We loved the neighborhood surrounding it because it has the pace and constant activity of New York that we so miss. We were able to walk to some of our favorite places: the Chateau, Dan Tana's, Eveleigh, Mauro's, and Pink Taco. Mind you, we're one of the only families of nine you'll see walking down the street, but that's the way we roll. Plus, it's near a lot of the great mom and pop design and antique shops on Melrose and Beverly, as well as the Pacific Design Center. After being in New York for 25 years, Cortney didn't want to be in the suburbs. We weren't ready to cut off the umbilical cord completely, so Hollywood felt like a nice compromise.
Once we'd decided to rent a place in Hollywood, our search to find a home to buy began. We were looking for a fixer upper—something of historical value with a flat yard (nearly impossible in that area) that was close to the city, but still gave our family privacy. We also needed plenty of parking since we have employees working in the house and people always coming and going (not to mention that parking is the only thing in L.A. that's worse than the traffic). Views were on the wish list, but at the very bottom—we knew views would be a bonus.
We looked at 40-50 places all over Hollywood with several brokers. After months of looking, a young broker named Dan Dill found an amazing house three blocks up from Chateau Marmont, and just a block up from our rental. It’s a beautiful part of L.A. that sits above the rest of the city, with views of Downtown L.A. that stretch all the way to Catalina Island. You feel like you’re far away from the city, tucked in the beautifully historical neighborhood of old Los Angeles. Divided up in regions of East and West, the Hollywood Hills are made up of neighborhoods like Beachwood Canyon, Laurel Canyon, Nichols Canyon, Mount Olympus and Sunset Hills, just to name a few. Each neighborhood has its own Hollywood glamour story, dense with history and rich in Los Angeles culture. The endless maze of streets throughout provides people with a sense of solitude and seclusion despite being only minutes away from the vast city below, brimming with light and California culture.

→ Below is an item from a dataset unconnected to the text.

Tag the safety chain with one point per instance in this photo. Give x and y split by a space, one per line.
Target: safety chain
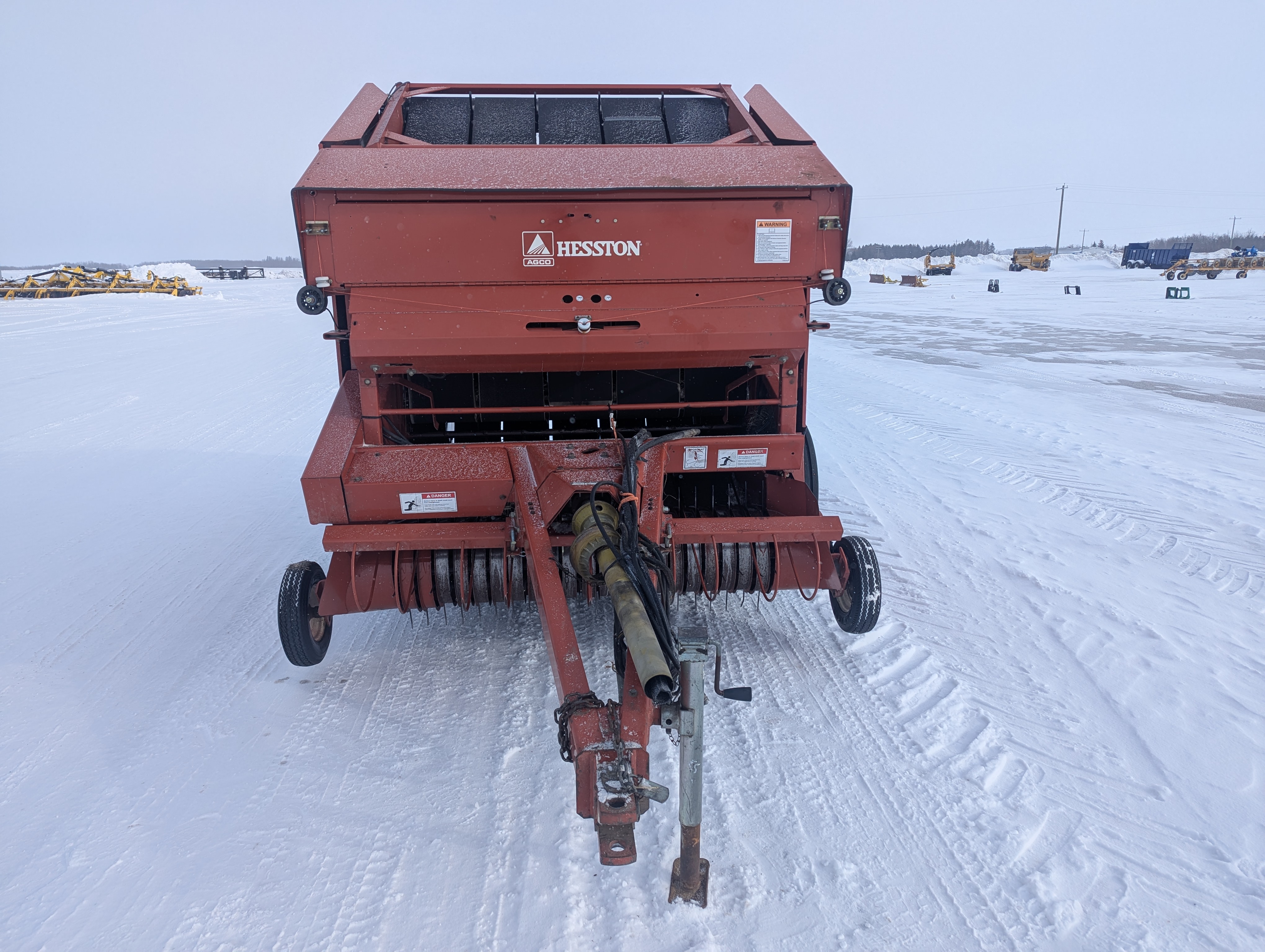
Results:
572 705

The house itself was a 1926 castle-looking house built by a silent screen star, which only had two previous owners. The most recent owner had lived in the house for the last 40 years. It had been on the market for a few years and through a few price reductions. It was a little wonky—it's big with winding, closed-off rooms. The house had six different hardwood schemes throughout; it was clear that renovations had happened in different decades and by different designers and architects. The rooms were musty. Walls had several layers of wallpaper, and the exterior had about eight layers of stucco. The house also wasn't that private; the property had a short fence and all of the neighbors could see into the backyard. On top of it all, we also saw the house on the hottest day of the year; it was at least 100 degrees. Yet the views were incredible and we saw the potential. Coming from New York, it was thrilling to find a home where we could all spread out and enjoy the outdoors. It was love at first sight.

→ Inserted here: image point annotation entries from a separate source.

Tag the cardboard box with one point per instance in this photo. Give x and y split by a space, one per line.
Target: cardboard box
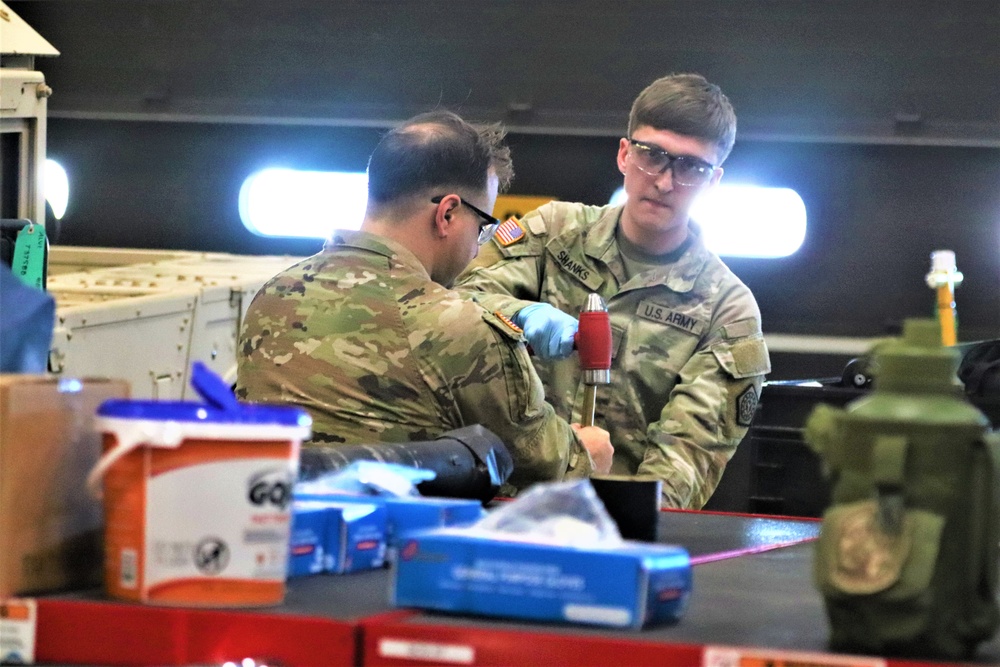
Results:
336 537
407 514
50 526
460 571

A couple of other serious buyers wanted to knock the house down and turn it into yet another McMansion, but we were determined to preserve it. In a city that's ever-changing, it's so important to have reminders of the past. In our eyes, the castle was a treasure, and we wanted to do it justice by renovating it properly.

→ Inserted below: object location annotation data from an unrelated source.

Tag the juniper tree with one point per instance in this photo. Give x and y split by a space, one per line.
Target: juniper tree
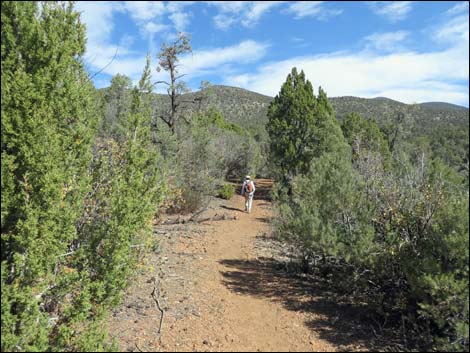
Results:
48 120
301 127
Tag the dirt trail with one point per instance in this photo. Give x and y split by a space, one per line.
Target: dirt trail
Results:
222 290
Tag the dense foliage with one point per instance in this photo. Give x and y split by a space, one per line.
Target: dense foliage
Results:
388 227
74 203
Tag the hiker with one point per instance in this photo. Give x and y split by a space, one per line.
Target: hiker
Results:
248 189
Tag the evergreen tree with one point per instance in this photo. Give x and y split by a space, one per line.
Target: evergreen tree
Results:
118 100
301 127
48 120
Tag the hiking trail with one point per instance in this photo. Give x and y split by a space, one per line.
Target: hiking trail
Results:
223 288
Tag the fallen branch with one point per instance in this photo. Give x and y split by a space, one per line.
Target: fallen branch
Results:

You're always going to sacrifice something on your wishlist, no matter the budget, so prioritize your needs, not wants, from the get-go. Location was obviously our number one priority. In New York, we bought on the outside of SoHo right as the SoHo Grand was starting to come up twenty years ago. We were one of the first to buy in Chelsea in the '90s, never knowing what luck we would strike. When we came to L.A. and experienced the Hollywood Hills, we had a feeling it would be the next big neighborhood, if others were as interested in restoring the beauty and preserving the history of old homes as we are.